“Sebenarnya, Mufti sudah bilang pada suamiku bahwa kau akan tinggal di sini selama praktek.” Bu Annisa, budenya Mufti duduk di sampingku yang menikmati air kolam. kulihat beberapa ikan bergerak ke kanan, ke kiri, berkecipak lalu menyembul di permukaan air. “Tapi, kau malah tinggal di mess klinik.”
“Terima kasih, Bu. Bukan tidak mau tinggal di sini, hanya saja, saya masih praktek dan jika tinggal di sana akan mempermudah jika ada pasien,”
“Aku mengerti, aku hanya sedikit senang dan belum puas karena ada kamu.” Wanita itu mengelus perutnya, “Mufti terlihat normal saat bersamamu.”
Aku menoleh, kaget dan tak mengerti.
“Ia bisa tersenyum, kesal dan ekspresi lainnya dan itu terlihat dari hatinya, biasanya jika denganku, ia hanya tersenyum, berkata lemah lembut dan tak neko-neko. Namun, saat denganmu, aku melihat sisi lain dari dalam dirinya.”
Aku tak bisa menahan senyumku, malu-malu kulihat wajah yang masih ayu meski sudah beranak tiga.
“Mungkin karena saya memang tipikal orang menyebalkan, Bu.”
“Bisa jadi, atau mungkin ada hal lain? Dia menyukaimu dan biasanya instingku sebagai wanita tidak salah.”
Aku teringat perilaku Mufti tadi, setelah aku mengambilkan nasi untuknya, ia malah pindah tempat. Tidak mungkin Mufti memiliki rasa seperti yang dituduhkan Bu Annisa. Lalu atas dasar apa, wanita hamil tua itu berkata semacam itu? Entah kenapa, aku jadi nelangsa.

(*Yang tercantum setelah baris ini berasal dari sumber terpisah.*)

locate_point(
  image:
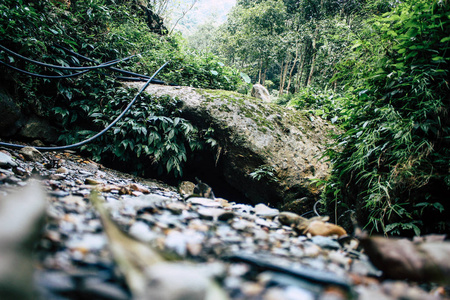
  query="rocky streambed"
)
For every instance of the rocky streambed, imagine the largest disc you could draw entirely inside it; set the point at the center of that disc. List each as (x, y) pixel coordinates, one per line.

Suara bedug mengagetkan aku, disusul suara adzan berkumandang di langit ashar. Suara muadzinnya mendayu dan indah. Aku jadi ingat nasehat ibuku. Saat hatimu gundah, sedih dan campur aduk, maka ingatlah Allah, hati menjadi tenang.
Sepertinya, aku harus berterima kasih pada muadzin itu. Ia membuatku berhenti berpikir macam-macam tentang Mufti. Suara adzan itu lembut, kupejamkan mata lalu menyahut adzan. Sungguh, aku sangat bersyukur karena dengan suara itu, aku kembali pada alam sadarku, melupakan hatiku yang ganjil. Baiklah, niatku ke sini untuk praktek tugas akhir, bukan hal lain. Dan, seperti kata ibuku, meskipun kamu wanita, jangan lantas menurutkan perasaan, berjalanlah sesuai takdir Allah dan teruslah menatap ke depan, karena masa lalu hanya boleh dilihat sepintas, bukan orientasi langkahmu. Wanita adalah kuat.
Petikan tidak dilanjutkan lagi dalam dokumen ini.